Mon père et ma mère jouissaient d’une certaine aisance. Fille unique, j’étais adorée et gâtée par eux ; aussi mon enfance a-t-elle été on ne peut plus heureuse. Je n’avais qu’à souhaiter une chose, je l’obtenais aussitôt. J’avais des jeux de toutes espèces ; des poupées plus grandes que moi : je jouais rarement avec ces dernières ; mais j’en avais une vingtaine de petites, c’étaient celles-là qui faisaient mon bonheur. Je les transformais en acteurs et actrices, et le jeudi et le dimanche, où régulièrement on réunissait mes petits amis, ayant un joli théâtre qui était mes délices, je leur donnais des représentations nouvelles, des pièces que ma verve enfantine avait créées.

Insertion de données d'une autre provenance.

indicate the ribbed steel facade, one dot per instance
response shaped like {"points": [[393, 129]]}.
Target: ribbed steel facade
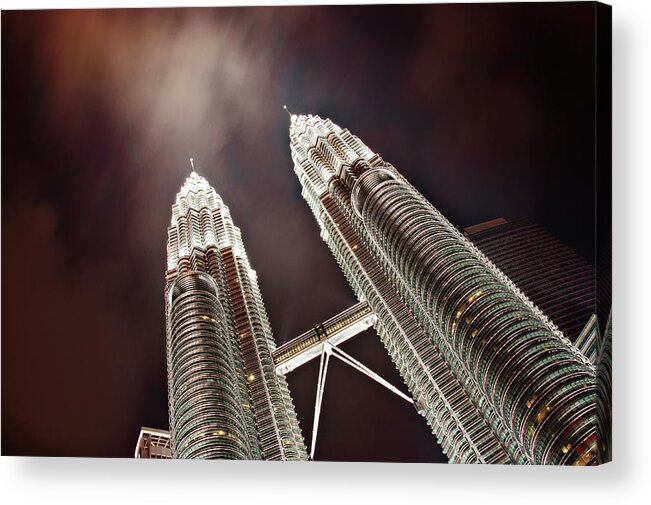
{"points": [[553, 276], [225, 399], [496, 380]]}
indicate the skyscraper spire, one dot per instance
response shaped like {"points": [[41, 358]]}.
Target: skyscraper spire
{"points": [[495, 379], [225, 399]]}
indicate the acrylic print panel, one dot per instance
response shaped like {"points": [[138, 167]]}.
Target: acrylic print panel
{"points": [[409, 263]]}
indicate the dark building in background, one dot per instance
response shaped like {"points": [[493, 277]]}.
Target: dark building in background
{"points": [[225, 399], [496, 381], [552, 275]]}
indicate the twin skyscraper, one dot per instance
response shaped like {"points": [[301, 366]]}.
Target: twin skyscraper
{"points": [[493, 376]]}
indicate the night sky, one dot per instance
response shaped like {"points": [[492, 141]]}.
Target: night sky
{"points": [[487, 109]]}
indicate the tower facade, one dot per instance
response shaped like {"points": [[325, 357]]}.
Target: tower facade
{"points": [[225, 400], [493, 376], [553, 276]]}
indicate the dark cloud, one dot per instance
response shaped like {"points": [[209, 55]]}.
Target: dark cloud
{"points": [[486, 109]]}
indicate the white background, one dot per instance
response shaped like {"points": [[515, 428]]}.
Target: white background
{"points": [[626, 480]]}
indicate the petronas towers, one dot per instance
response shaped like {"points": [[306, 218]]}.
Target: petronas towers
{"points": [[495, 379]]}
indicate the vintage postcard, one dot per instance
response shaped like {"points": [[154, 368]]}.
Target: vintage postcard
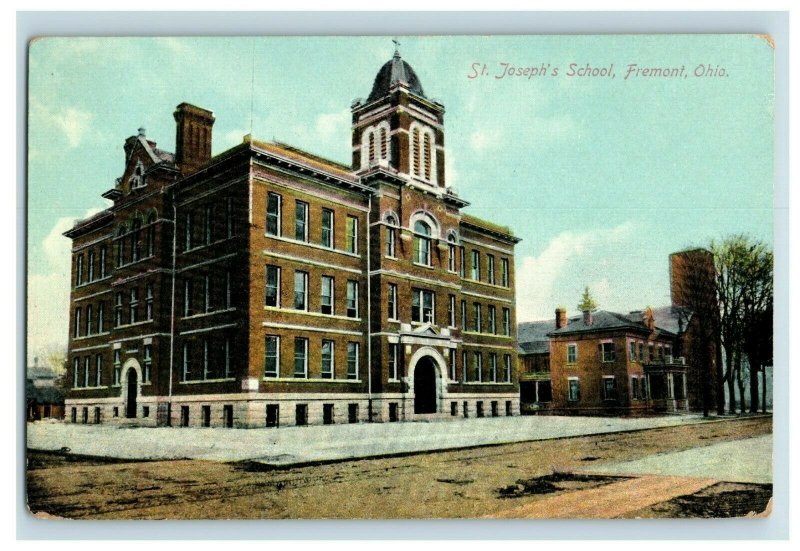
{"points": [[400, 277]]}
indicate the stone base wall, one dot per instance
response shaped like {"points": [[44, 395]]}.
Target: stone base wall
{"points": [[252, 410]]}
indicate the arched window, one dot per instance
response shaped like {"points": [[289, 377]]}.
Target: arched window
{"points": [[391, 236], [384, 145], [135, 241], [422, 243], [120, 244], [451, 250], [151, 234]]}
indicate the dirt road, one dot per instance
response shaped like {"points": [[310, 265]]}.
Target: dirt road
{"points": [[489, 481]]}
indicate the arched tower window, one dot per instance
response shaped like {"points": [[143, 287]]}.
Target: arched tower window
{"points": [[422, 243]]}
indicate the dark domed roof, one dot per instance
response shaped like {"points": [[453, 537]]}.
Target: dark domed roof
{"points": [[393, 71]]}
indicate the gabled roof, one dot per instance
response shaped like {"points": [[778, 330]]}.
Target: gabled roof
{"points": [[532, 336]]}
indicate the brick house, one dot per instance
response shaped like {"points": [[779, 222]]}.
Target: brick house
{"points": [[267, 286]]}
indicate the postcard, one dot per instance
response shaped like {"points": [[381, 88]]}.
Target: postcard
{"points": [[523, 277]]}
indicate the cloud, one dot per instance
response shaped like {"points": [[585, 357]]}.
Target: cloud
{"points": [[485, 139], [49, 290], [73, 123], [598, 258]]}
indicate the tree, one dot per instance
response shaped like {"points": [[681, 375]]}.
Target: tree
{"points": [[744, 293], [587, 302]]}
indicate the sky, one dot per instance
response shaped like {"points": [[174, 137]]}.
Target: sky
{"points": [[601, 177]]}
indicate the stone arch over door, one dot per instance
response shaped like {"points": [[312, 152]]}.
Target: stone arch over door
{"points": [[131, 387], [433, 369]]}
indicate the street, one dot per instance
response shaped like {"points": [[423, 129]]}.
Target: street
{"points": [[574, 477]]}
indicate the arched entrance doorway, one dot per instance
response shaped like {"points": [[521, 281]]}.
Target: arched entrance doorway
{"points": [[425, 381], [130, 402]]}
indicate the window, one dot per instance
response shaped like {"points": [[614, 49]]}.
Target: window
{"points": [[227, 358], [477, 364], [79, 270], [609, 354], [150, 236], [229, 217], [352, 234], [103, 261], [574, 389], [205, 359], [133, 305], [117, 367], [392, 301], [271, 357], [301, 221], [391, 237], [609, 388], [476, 266], [572, 353], [352, 360], [326, 295], [422, 306], [187, 298], [476, 317], [273, 214], [120, 246], [422, 243], [98, 370], [89, 320], [228, 289], [148, 302], [393, 361], [300, 291], [273, 285], [451, 253], [208, 217], [327, 228], [118, 310], [187, 361], [147, 362], [352, 299], [301, 358], [187, 238], [327, 368]]}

Je passais toujours les heures de ma récréation enfermée dans mon cabinet, qui était absolument un petit magasin de jouets. Celui qui me flattait le plus (après mon théâtre) était une boîte de peinture ; là, je broyais toutes sortes de couleurs, et toutes les images qui pouvaient me tomber sous la main, je m’empressais de les colorier ; je peignais aussi d’idée des fleurs ; enfin, je me sentais un goût tout à fait prononcé pour tout ce qui était art. Passionnée pour la musique dès mon plus jeune âge, j’égratignais souvent une petite guitare que j’avais, et je tapais sur toutes les tables à jeu pour me faire un piano. Je voulus avoir un maître, on fit venir alors un instrument, je l’eus quinze jours avant de prendre ma première leçon, je ne le quittais plus de toute la journée ; et sans connaître même mes notes, que je marquais à cet effet avec de la craie, j’avais déjà composé plusieurs petits airs. Je fis de rapides progrès, – Je n’avais que quinze mois de leçons lorsque le malheur commença à me frapper. Mon père perdit une fort belle place qu’il occupait : il était directeur en chef de l’hôpital de la Marine ; à cette époque l’on supprima, dans tous les ports de mer, cette place.

Ensuite, par de fausses spéculations, ma famille se trouva tout à coup dans la gêne et doublement désolée au moment de donner à leur fille chérie une éducation qu’ils désiraient rendre aussi brillante que possible.